Все ночные звуки, часть которых напоминала тряску и звон пустых трамваев по заросшим, покрытым выступами, словно спина жабы, рельсам, а другая часть которых была просто шумами неизвестного происхождения, долетали издали и удалялись снова. Это был час, когда, как выразился один средневековый османский поэт, спало все. Котенок, спрятавшийся на ночь у соседского порога, поддавшись внезапной панике не привыкшего к людям животного, сделал несколько шагов назад и зашипел, чтобы защититься от случайного прохожего. Мюмтаз смотрел на это существо, которое было так напугано в своем одиночестве, и ему казалось, что котенок преподал ему необыкновенный урок. Ему подумалось, что между страхом этого зверька и несогласованностью в его собственной жизни и в надоедливых мыслях последних дней, во всем, что он видел и слышал, было определенное сходство. «Сколько месяцев я живу в смятении? Если бы я остался собой, все было бы хорошо. По крайней мере, мы бы не рассорились». Торопливо насколько возможно, не думая ни о чем, он поспешил на улицу, где ходил трамвай. Он посмотрел направо и налево в поисках свободного такси и продолжил шагать, глядя по сторонам. Между тем до дома врача было недалеко, всего несколько шагов. Дай только Бог, чтобы он был дома, открыл дверь и согласился прийти.

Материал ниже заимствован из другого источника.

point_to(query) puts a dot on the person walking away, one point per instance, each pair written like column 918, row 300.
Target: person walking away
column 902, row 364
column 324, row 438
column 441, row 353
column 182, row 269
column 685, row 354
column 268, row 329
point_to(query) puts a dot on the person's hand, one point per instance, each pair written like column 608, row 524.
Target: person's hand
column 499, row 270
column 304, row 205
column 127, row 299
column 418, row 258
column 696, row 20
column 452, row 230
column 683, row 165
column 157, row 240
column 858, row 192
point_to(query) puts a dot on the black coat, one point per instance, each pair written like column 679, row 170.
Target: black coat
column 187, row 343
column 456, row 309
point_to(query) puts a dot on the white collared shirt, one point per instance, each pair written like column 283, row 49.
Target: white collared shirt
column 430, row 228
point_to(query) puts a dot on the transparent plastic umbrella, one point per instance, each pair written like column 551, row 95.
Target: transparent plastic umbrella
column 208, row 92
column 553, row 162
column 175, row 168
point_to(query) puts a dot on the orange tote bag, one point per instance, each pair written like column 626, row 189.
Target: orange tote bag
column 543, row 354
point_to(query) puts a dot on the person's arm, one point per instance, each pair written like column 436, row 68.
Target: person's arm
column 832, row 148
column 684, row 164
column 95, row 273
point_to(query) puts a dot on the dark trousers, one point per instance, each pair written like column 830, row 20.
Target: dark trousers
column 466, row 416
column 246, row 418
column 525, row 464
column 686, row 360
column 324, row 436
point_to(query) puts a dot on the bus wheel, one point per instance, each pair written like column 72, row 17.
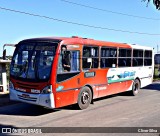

Однако врача дома не оказалось. Человек, который еще в восемь часов говорил Мюмтазу: «Всегда готов к услугам, эфенди, это наша обязанность!», куда-то исчез. И не только он, а и все его домочадцы. Мюмтаз долго звонил в дверь и даже стучал кулаком. Но за дверью не было слышно ни звука. Умерли они там все, что ли? Наконец, дверь приоткрылась, и неряшливо одетый слуга сказал, что доктор-бей с ханым-эфенди ушли допоздна.
— Разве после восьми вечера куда-то можно пойти?
— Когда есть деньги, можно пойти и после восьми… — И слуга, словно боясь, что если будет долго разговаривать, то сон пройдет, не договорив, закрыл дверь.
Ситуация была безвыходная, и Мюмтаз собирался в Баязид позвать государственного врача. С того момента, как он ушел из дома, его опасения усилились. Он каждую минуту боялся, что если еще больше задержится, то катастрофа станет неизбежной. На улицах никого не было. И только далеко впереди на повороте, где дорога, казалось, кончалась, группа трамвайных рабочих склонилась над каким-то источником сиреневого света, который представлялся еще более ярким в ночи, и чинила рельсы в игре света и тени, невольно напоминая собой образы Рембрандта.
Мюмтаз брел в ночи, глядя на возмущенную этим светом тьму, на сияющие от его блеска лица и одежды, и на тени людей, которые вытягивались и сокращались всякий раз, как те проходили мимо. Каждое движение свет рисовал в ночи особенным узором и дополнял его формы роскошной тенью медленно и уверенно. Так вся однотонная картина оживлялась ярким фрагментом. Когда он проходил мимо рабочих, один из них спросил у него сигарету. «Ни у кого из нас курева не осталось», — пожаловался он. Мюмтаз оставил им половину пачки, что была у него в кармане, и пошел дальше.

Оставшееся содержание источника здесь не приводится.